Think like the size of one of those “Del Rey” nice reprints of Howard’s major works. Essentially it’d be calculating the cost of getting a good # of copies printed and put on Amazon, in Barnes and Noble, Hastings, etc. Then it’d be divided up among the “Contributors” and F*ck if they are or are not an “Established Pro”. They’d need to be able to write a good story and if I ran the thing I’d make a “Howard Vision Quest” style mentalist ritual for the writers. Frankly, Howard was good at fantasy and plain fantasized he was Conan then hammered out the story. We’ve had a generation of people doing that thanks to his work being kept alive.
In abstract I might keep the “Right” to “Exclude” say someone somehow manages to make a worse plot than this movie… That’d be the punchline to my fav non-pc joke, where the Indian says “How?” But I estimate putting probably $1000 of your own money for an indeterminate investment is incentive enough to be absolutely sure you are doing an AWESOME Conan story.
What I AM thinking of doing is using a much more obscure Howard character, from a spicy story now public domain “The Purple Heart of Erlik”… http://en.wikisource.org/wiki/The_Purple_Heart_of_Erlik
For my own Pulp Magazine project I want to make a “Yellow Peril” character to come up in a later issue story, #3 at the earliest. Since, really, they are ALL “Fu Manchu” or what-not, why not just use Howard’s one and later write more stories for him?
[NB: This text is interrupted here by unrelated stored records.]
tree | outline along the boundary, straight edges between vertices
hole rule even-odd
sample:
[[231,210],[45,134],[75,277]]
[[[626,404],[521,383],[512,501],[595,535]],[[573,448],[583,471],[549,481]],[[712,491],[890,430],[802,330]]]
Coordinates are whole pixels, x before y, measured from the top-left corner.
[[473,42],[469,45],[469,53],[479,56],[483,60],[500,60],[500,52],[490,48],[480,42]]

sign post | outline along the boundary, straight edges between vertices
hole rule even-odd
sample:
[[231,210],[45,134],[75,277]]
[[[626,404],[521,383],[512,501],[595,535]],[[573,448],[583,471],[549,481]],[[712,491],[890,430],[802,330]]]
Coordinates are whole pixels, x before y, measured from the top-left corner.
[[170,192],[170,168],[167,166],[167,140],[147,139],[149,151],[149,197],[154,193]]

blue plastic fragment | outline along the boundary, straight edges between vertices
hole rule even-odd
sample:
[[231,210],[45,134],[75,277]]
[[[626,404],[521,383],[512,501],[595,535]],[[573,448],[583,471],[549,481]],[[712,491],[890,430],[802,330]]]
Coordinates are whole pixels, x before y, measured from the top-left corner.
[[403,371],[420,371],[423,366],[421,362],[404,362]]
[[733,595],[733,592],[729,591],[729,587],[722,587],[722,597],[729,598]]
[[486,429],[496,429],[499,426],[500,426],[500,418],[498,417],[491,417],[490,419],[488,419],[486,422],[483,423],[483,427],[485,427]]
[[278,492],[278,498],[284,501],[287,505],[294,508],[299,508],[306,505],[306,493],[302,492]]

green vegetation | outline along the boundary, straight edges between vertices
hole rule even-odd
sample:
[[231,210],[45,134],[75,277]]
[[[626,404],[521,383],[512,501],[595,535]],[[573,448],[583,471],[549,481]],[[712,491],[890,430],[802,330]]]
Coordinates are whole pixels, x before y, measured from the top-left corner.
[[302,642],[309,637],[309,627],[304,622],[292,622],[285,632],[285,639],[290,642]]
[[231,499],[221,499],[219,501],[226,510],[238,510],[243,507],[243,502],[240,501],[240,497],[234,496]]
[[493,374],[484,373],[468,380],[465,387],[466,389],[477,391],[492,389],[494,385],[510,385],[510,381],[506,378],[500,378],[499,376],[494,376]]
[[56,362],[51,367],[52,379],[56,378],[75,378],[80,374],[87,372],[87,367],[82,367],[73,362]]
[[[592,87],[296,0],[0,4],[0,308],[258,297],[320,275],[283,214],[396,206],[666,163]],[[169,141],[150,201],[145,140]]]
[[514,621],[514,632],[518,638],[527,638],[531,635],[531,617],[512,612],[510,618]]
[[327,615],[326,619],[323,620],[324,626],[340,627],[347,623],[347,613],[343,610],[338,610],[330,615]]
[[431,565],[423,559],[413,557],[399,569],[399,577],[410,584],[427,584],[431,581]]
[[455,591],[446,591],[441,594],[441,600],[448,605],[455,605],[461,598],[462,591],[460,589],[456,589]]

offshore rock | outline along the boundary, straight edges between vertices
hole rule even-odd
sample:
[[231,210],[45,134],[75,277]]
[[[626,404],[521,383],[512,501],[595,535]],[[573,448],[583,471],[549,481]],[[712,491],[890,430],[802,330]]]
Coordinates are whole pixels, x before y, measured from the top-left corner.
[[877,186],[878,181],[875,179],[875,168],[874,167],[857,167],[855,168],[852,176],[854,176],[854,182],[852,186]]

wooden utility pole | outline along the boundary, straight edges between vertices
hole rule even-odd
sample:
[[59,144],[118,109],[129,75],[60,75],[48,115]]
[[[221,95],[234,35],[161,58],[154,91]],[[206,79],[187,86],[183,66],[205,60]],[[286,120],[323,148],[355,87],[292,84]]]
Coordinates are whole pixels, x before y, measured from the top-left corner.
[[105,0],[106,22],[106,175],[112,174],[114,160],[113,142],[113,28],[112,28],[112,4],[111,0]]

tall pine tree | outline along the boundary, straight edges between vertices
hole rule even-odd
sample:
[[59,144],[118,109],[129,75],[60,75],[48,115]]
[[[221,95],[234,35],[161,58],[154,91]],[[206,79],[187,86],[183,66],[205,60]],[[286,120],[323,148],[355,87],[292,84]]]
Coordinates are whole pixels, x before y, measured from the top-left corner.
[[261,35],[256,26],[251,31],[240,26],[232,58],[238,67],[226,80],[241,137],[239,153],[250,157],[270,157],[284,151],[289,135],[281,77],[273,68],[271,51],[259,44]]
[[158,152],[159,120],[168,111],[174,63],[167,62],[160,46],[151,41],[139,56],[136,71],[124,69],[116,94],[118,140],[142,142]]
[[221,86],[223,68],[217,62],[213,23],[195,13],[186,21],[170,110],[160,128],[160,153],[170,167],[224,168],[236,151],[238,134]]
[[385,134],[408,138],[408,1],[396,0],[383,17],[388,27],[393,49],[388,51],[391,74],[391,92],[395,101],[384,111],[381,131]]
I’d of course lavishly illustrate the first story, adding to the work not just Cntrl+C, Cntrl+V…
It’d be interesting if anyone knows about:
1. How much DOES it cost to make (Print, get in retail distribution) a book like the Del-Rey Conan book? (and I’d include plenty of B&W illustrations, which shouldn’t be a problem now that it’s all digital) I don’t mean the tiny or print on demand vanity press, I mean a real print run.
2. COULD I get away with using that public domain story, long as I didn’t say (as if they did) use elements from a later Lin Carter/De Camp whatever re-write since it’s in the clear public domain window?